Beim REWE Group Star-Wettbewerb werden konzernweit Auszubildende und Nachwuchskräfte kreativ. In Teams planen sie selbstständig eine Aktion, die zu einer der vier Nachhaltigkeitssäulen („Grüne Produkte“, „Mitarbeiter“, „Energie, Klima und Umwelt“, „Gesellschaftliches Engagement“) passt. 2014 sollten die 45 angemeldeten Gruppen ohne Budget und dafür mit vielen guten Ideen ein eigenes Nachhaltigkeitsprojekt auf die Beine stellen.

Einsatz für Nachhaltigkeit: Auszubildende und Nachwuchskräfte werden für ihre kreativen Projekte im Wettbewerb REWE Group Star ausgezeichnet.
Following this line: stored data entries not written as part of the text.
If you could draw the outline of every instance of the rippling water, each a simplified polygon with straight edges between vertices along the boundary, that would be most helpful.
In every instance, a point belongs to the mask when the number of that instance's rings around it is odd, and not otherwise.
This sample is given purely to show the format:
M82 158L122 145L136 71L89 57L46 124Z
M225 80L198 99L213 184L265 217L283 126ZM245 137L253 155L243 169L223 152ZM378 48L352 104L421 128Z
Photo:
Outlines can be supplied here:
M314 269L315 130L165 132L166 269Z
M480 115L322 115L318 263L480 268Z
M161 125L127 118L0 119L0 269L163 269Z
In der Kategorie „Auszubildende“ gewann das Team „Green Thumbs Up“ aus Niederbayern. Die Azubis der PENNY-Filiale in Tann gaben ihr Wissen über Recycling und Lebensmittelverschwendung altersgerecht an Kinder weiter. Anschließend versteigerten sie die von den Kindern gemalten Bilder zum Thema Umweltschutz, kauften mit dem Erlös kleine Bäumchen und pflanzten sie gemeinsam mit den Kindern ein. Den ersten Platz in der Kategorie „Nachwuchskräfte“ sicherte sich das Team „REWEs Beste Wahl“. Mit einer Tombola und Spendensammlungen gewann es nicht nur Kollegen und Kunden für die Deutsche Knochenmarkspenderdatei (DKMS), sondern auch 1.000 Euro zur finanziellen Unterstützung der gemeinnützigen Organisation.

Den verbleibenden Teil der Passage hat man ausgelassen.